Faz quase 20 anos li a obra de Henry Beyle, conhecido pelo pseudônimo de Stendhal, O Vermelho e o Negro, e devo confessar que não guardei praticamente nada. Fui consultar minhas anotações daquela época -muito mais sucintas do que os atuais comentários- e deparei-me apenas com três frases que copio ipsis litteris  A tirania da opinião – e que opinião!!- é tão estúpida nas cidadezinhas da França como nos Estados Unidos de América”.  A segunda, sugestiva da superficialidade das personagens:  “A senhora Renal tivera bastante bom-senso para logo esquecer, como absurdo, tudo o  que aprendera no convento; em troca, não pôs nada em seu lugar e acabou por não saber nada”.E na mesma toada frívola, a terceira: “Julien percebeu que a menor reflexão o irritava, longe de lhe tranquilizar; via nisso a linguagem do inferno”. Ai acabou minha relação com Stendhal, sem pena nem gloria, como se diz em linguagem popular.

Mas a leitura de um livro que me impactou sobre Madrid -as memórias de um escritor moderno que sabe encontrar as palavras adequadas para descrever as situações- provocou-me. La encontrei -em livre tradução ao português- parágrafos como os seguintes: “Perguntou-me o que eu iria fazer em Madrid e eu lhe disse que o amor da minha vida estava me esperando lá. Eu tinha acabado de ler A Cartuxa de Parma e, quatro ou cinco semanas antes, tive a fantasia de que estava desmiolado  com a primeira garota que beijei (…..) Vidas de segunda mão, homens e mulheres soltos em edições baratas (que foi onde lemos os livros que mudaram as nossas vidas, como aquele exemplar de  A Cartuxa de Parma que mudou a minha vida). Foi isso que nos interessou acima de tudo, procurando naquelas pilhas de livros velhos e de vidas maltratadas e monótonas, as obras imortais e luminosas”.

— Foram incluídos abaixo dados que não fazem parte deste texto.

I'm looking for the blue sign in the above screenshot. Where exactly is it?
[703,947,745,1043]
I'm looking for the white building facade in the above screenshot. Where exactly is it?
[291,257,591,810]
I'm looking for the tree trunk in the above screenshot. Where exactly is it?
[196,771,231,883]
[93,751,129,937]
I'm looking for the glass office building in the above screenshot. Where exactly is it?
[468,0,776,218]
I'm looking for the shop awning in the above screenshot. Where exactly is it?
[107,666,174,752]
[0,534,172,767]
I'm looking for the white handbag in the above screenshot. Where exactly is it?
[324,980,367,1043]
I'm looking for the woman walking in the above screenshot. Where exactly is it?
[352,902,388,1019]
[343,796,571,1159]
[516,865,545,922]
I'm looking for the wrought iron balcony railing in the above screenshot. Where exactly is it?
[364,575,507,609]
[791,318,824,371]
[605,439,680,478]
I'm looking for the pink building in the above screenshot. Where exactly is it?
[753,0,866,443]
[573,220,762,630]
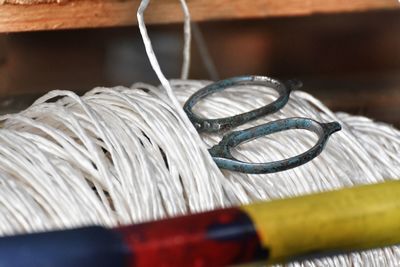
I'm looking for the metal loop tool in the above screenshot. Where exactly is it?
[183,76,341,174]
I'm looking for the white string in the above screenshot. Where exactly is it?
[0,80,400,266]
[0,1,400,266]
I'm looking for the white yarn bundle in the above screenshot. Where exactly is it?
[0,1,400,266]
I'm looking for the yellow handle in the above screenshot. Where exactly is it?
[241,181,400,263]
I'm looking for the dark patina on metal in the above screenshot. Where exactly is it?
[183,76,341,174]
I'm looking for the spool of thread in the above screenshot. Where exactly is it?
[0,181,400,267]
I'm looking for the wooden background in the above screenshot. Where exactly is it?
[0,0,400,32]
[0,6,400,127]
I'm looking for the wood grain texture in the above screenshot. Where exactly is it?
[0,0,400,32]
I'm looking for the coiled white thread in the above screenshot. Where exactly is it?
[0,1,400,266]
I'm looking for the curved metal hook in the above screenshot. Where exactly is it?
[183,76,302,132]
[209,118,341,174]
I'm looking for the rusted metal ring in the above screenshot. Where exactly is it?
[183,76,302,132]
[209,118,341,174]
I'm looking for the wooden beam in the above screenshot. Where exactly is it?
[0,0,400,32]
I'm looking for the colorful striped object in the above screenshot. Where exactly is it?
[0,181,400,267]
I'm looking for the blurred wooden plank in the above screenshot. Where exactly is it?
[0,0,400,32]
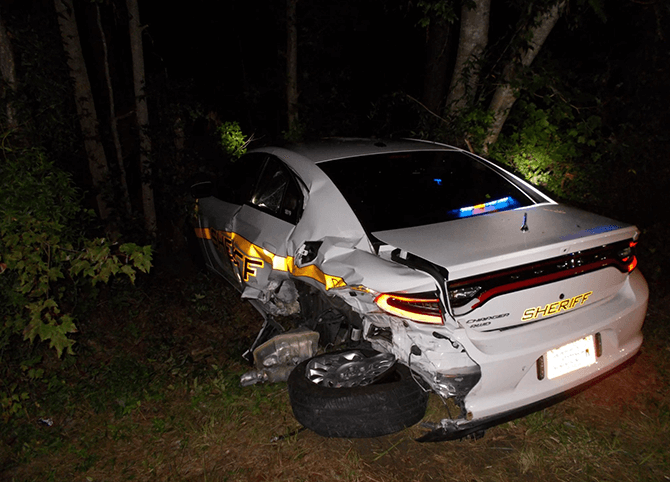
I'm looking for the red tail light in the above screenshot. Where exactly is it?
[375,293,442,325]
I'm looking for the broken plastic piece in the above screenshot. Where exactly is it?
[240,328,319,387]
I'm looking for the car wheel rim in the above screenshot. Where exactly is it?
[305,350,395,388]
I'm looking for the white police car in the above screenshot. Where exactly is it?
[192,139,648,440]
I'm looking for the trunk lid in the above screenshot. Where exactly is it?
[372,204,638,280]
[373,204,638,331]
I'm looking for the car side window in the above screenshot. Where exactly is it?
[250,157,304,224]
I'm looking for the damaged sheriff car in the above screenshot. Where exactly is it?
[191,139,648,441]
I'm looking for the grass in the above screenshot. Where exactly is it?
[0,264,670,482]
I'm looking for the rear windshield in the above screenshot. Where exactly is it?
[319,151,539,232]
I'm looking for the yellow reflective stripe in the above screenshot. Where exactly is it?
[195,228,212,239]
[218,230,347,290]
[287,257,347,290]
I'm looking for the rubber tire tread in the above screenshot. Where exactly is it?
[287,354,428,438]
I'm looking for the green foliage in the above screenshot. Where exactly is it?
[217,122,249,159]
[491,100,603,201]
[416,0,460,28]
[0,137,151,356]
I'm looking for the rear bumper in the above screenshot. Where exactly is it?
[416,356,635,442]
[459,271,649,424]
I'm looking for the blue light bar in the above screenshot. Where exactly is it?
[451,196,519,218]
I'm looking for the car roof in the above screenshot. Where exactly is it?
[268,137,460,164]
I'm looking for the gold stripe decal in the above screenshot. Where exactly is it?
[195,228,212,239]
[210,229,347,290]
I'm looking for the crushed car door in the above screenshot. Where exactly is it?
[226,155,305,299]
[195,154,267,291]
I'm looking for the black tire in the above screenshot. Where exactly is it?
[288,350,428,438]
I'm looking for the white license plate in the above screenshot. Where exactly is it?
[547,335,596,379]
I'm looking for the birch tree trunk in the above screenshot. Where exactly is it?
[446,0,491,115]
[484,1,565,152]
[0,16,17,130]
[286,0,299,135]
[95,4,133,216]
[126,0,157,236]
[54,0,109,219]
[422,16,451,116]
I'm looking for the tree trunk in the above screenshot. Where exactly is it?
[446,0,491,115]
[0,16,17,130]
[54,0,109,219]
[422,17,451,116]
[95,3,133,216]
[126,0,157,236]
[286,0,299,135]
[484,2,565,151]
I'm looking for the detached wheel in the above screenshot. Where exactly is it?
[288,350,428,438]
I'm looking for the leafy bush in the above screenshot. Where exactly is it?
[0,136,151,356]
[217,122,249,159]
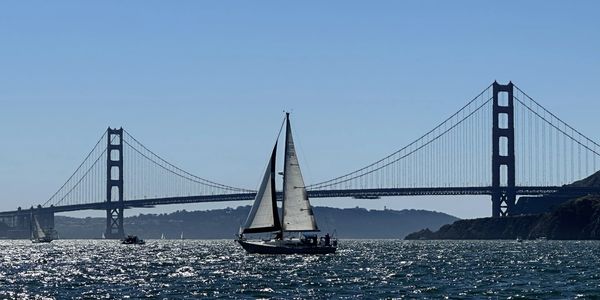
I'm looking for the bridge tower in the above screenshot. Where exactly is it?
[492,81,517,217]
[104,127,125,239]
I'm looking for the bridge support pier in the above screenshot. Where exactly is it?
[104,127,125,239]
[492,81,517,217]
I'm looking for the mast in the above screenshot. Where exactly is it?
[281,113,319,232]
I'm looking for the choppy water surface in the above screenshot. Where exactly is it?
[0,240,600,299]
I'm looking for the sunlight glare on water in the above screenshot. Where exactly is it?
[0,240,600,299]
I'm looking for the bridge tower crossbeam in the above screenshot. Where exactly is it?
[104,127,125,239]
[492,82,516,217]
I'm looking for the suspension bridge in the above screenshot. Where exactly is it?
[0,82,600,238]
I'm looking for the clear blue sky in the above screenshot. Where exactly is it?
[0,1,600,217]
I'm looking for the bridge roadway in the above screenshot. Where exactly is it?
[0,186,600,217]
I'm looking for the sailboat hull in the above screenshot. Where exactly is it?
[236,240,337,254]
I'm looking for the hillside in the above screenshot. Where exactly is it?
[406,195,600,240]
[515,171,600,214]
[55,206,458,239]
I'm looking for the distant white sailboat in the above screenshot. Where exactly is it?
[236,113,337,254]
[31,214,52,243]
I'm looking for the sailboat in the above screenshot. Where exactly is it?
[236,113,337,254]
[31,215,52,243]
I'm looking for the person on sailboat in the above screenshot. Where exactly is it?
[236,113,336,254]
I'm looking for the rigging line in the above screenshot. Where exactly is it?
[514,97,600,156]
[123,141,254,193]
[307,84,492,187]
[310,98,492,188]
[123,129,250,191]
[515,86,600,147]
[42,130,108,206]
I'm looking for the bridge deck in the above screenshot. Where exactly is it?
[0,186,600,217]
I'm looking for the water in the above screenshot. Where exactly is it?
[0,240,600,299]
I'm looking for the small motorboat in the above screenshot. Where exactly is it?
[121,235,146,245]
[31,215,53,244]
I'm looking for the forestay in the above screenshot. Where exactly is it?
[242,143,281,233]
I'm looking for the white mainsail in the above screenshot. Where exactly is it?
[33,216,46,239]
[281,113,319,231]
[242,143,281,233]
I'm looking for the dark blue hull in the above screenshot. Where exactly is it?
[237,240,337,254]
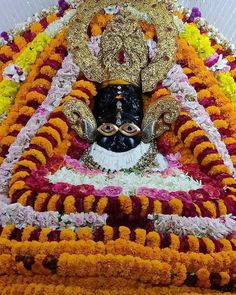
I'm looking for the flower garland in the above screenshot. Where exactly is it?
[0,55,80,197]
[9,80,96,203]
[9,177,236,219]
[163,65,236,176]
[0,0,74,46]
[0,284,233,295]
[46,166,201,196]
[175,112,236,192]
[0,10,75,115]
[0,14,57,80]
[0,239,235,288]
[0,202,108,231]
[184,67,236,171]
[148,215,236,239]
[0,225,236,254]
[180,24,236,106]
[177,39,236,138]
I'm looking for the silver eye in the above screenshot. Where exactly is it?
[97,123,119,136]
[119,123,141,136]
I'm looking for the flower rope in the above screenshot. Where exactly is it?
[163,65,236,177]
[0,55,80,199]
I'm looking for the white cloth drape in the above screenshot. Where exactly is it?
[0,0,236,44]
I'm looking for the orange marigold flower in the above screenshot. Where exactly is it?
[64,196,76,214]
[30,23,44,34]
[34,193,48,211]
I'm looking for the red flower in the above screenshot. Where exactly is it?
[70,184,95,197]
[52,182,73,195]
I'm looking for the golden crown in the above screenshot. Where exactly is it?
[68,0,177,92]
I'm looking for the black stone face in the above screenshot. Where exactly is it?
[94,85,143,153]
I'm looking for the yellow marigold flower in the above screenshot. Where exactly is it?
[31,136,53,157]
[177,120,198,138]
[154,200,162,214]
[1,135,16,146]
[206,106,220,115]
[84,195,95,213]
[119,195,133,214]
[47,195,60,211]
[48,118,69,138]
[169,198,183,215]
[103,225,114,243]
[220,272,230,286]
[170,234,180,251]
[198,89,211,100]
[64,196,76,214]
[201,154,221,166]
[203,201,216,218]
[39,228,52,243]
[73,80,97,96]
[119,226,130,241]
[147,232,161,248]
[21,226,36,242]
[17,190,32,206]
[184,130,206,147]
[91,24,102,37]
[214,120,228,129]
[30,23,44,34]
[14,36,27,50]
[96,197,108,215]
[9,180,25,197]
[60,229,76,241]
[208,164,230,176]
[1,224,15,239]
[196,268,211,288]
[38,126,61,145]
[135,228,146,245]
[193,142,214,158]
[78,227,93,241]
[9,171,29,186]
[19,106,35,117]
[23,149,47,165]
[34,193,48,211]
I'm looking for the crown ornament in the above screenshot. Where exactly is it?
[68,0,177,92]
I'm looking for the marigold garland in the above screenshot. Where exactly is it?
[0,225,236,254]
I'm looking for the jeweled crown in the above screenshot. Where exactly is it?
[68,0,177,92]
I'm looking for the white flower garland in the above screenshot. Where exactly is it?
[163,65,236,177]
[148,214,236,240]
[48,167,202,195]
[44,9,76,38]
[0,55,80,198]
[174,3,236,55]
[0,202,108,230]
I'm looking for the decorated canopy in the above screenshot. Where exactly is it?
[0,0,236,294]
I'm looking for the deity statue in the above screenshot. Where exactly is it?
[64,1,180,172]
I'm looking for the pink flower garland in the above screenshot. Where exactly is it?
[0,55,80,198]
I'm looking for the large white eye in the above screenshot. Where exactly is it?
[119,123,140,136]
[97,123,119,136]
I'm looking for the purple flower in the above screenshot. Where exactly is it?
[85,212,97,224]
[100,186,123,197]
[188,7,202,22]
[137,186,158,199]
[0,32,9,41]
[75,213,85,226]
[205,53,219,68]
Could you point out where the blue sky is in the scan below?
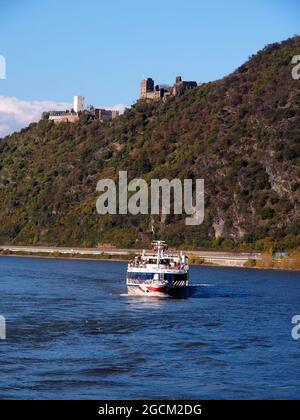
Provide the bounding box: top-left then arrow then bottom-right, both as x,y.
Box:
0,0 -> 300,106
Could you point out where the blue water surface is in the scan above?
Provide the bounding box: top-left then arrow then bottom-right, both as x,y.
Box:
0,257 -> 300,400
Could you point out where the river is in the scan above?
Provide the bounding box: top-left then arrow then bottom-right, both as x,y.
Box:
0,257 -> 300,400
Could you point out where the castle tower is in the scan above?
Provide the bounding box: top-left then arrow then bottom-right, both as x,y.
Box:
73,96 -> 84,114
140,77 -> 154,99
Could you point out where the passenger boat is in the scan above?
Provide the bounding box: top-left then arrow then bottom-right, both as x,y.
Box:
126,241 -> 189,297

Com semelhante perspectiva -um livro que mudou a vida de um escritor que admiro- tomei nota, e coloquei  A Cartuxa na minha lista de pendências. Meses depois me aventurei com a leitura da obra. Na nota introdutória sublinhei algumas frases a modo de advertência: “Serei conhecido em 1880; serei compreendido em 1930.” A famosa frase de Stendhal realça o caráter duplamente extemporâneo de sua obra. Ao afirmar que só seria conhecido e compreendido muitas décadas depois de sua morte, Stendhal apostava na ressurreição da espontaneidade, da empolgação, da leveza de espírito, enfim, dessa energia altiva que torna suas crônicas políticas indissociáveis da conquista amorosa e do desejo de atingir a felicidade (…) Stendhal parece anacrônico: formalmente, por força de seu estilo seco, é um clássico na era do romance burguês; como anatomista das emoções individuais, é um romântico às vésperas do triunfo do realismo”.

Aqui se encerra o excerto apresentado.